The next step is to attach the batting. Batting helps minimize friction between the fabric and the foam, so you want the batting to be able to move a bit – but you can’t leave it totally unsecured or it will bunch up over time.

Lay the batting over the foam, then lift the batting up on one side and spray the side edge of the foam (the 3″ tall part) with spray adhesive. Gently press the batting against the side of the foam. Repeat for all four sides. For the corners, press the sides and smooth all the way to the corner, leaving the extra batting puckering out at the point.

Step 5

Trim the batting flush with the bottom of the plywood by running one blade of your scissors along the wood. When you get to the corners, pull the puckered corner batting straight out, away from the corner, then point your scissors straight down and cut off the excess, flush with the corner. Be sure to smooth the batting at the corners so you don’t end up with wrinkles.

Step 6

Now it’s time to upholster your cushion! Start by laying out your fabric on top of the cushion; line it up so that any patterns are straight and square to the cushion. Trim away the extra fabric, leaving 3″–5″ of fabric overhanging the bottom of the plywood on all four sides.

On a clean surface, carefully turn the entire cushion over, including the fabric, so that the bottom of the plywood is facing up, and the fabric is pretty-side down. Double-check that your fabric pattern is still square to the cushion before you start stapling!

Step 7

Starting in the middle of one straight edge, gently pull the fabric up and around to the back of the cushion and staple it to the plywood using your T50R.E.D. staple gun. Your staples should be 1″–2″ from the edge of the plywood – don’t worry if that leaves a bunch of loose fabric behind the staple, you can trim that off after you’re done stapling.

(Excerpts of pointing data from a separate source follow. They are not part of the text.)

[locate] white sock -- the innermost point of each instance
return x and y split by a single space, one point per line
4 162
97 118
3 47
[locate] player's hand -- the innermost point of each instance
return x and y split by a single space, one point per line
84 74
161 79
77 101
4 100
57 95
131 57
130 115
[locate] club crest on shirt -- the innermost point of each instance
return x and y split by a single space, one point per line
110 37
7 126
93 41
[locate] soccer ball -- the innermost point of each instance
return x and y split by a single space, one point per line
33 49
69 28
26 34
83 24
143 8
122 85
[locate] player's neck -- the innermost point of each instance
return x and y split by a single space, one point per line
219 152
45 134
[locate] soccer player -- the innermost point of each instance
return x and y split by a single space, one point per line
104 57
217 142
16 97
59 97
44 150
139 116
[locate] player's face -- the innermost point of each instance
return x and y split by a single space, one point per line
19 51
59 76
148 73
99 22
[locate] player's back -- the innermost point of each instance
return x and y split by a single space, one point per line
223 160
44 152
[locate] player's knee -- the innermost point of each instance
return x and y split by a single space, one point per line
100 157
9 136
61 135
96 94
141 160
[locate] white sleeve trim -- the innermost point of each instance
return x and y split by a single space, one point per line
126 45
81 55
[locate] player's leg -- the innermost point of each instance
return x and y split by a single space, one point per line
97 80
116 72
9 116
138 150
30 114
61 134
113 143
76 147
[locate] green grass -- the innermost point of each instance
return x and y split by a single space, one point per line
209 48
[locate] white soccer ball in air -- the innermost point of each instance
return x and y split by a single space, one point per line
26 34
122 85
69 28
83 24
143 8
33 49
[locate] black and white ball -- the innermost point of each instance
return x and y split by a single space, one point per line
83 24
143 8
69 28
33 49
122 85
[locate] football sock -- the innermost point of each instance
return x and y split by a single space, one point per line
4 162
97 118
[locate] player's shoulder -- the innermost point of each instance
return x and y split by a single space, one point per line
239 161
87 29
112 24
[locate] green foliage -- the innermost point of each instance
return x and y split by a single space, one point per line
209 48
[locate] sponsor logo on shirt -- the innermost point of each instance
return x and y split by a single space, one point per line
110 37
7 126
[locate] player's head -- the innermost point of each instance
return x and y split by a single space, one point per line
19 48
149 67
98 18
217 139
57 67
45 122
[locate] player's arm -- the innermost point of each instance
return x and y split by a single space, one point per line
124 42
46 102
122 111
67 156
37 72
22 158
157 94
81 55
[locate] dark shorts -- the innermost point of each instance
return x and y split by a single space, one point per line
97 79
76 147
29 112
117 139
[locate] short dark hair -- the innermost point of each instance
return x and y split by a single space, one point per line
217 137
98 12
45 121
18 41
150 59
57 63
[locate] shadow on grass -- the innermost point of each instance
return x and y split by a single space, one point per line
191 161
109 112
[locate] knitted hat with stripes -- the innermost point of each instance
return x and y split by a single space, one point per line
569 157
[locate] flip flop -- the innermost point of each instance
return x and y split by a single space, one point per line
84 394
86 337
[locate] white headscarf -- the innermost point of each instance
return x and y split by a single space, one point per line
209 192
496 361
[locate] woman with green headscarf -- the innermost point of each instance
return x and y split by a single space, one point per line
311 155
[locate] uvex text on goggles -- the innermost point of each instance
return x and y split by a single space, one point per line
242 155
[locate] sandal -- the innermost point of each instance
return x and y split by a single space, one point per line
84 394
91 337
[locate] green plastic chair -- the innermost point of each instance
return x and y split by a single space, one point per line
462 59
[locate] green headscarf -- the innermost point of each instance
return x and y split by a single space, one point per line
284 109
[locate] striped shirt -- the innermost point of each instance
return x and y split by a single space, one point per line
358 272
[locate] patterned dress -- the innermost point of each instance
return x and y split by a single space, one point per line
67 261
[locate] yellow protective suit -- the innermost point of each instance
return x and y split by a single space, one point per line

Be sure to pull the fabric straight back (perpendicular to the edge of the plywood) so that you don’t end up with weird pulls or pleats in your fabric as you go.

Continue to gently pull and staple the fabric around all four straight sides, stopping about 4″ from the corners to leave room for pleating them. Don’t be afraid to use a lot of staples! If there are large gaps between your staples, the fabric can pull and tear at those points when someone sits down on the cushion. If you hit a knot in the plywood or put a staple in the wrong spot, just use your Arrow staple puller to easily remove any bent or misplaced staples.

Step 8

To upholster the corners of your cushion, it helps to use a three-step process. First, pull the center of the fabric corner straight back and staple it once to hold it in place. Next, fold one side in to create a “wing,” like a present, and staple it once. Then fold the other side in a “wing” and staple it once to secure it. You’ll need to add more staples to really secure the corner, but first trim away excess fabric so that your corner lays as flat as possible.

Repeat for the remaining three corners. Then examine the top and bottom of your cushion to ensure that there aren’t any gaps in your fabric. If there are, add more staples.

Step 9

The last step is to attach your trim! Working in sections, use your TR550 all-purpose glue gun to run a small bead of hot glue around the very bottom of the sides of the cushion, then press your trim into the hot glue for a few seconds until dry.

Finished Product

What’s fun about this project is that you can always create more cushions to swap out every season: gingham for summer, plaid for the holidays – the possibilities are endless!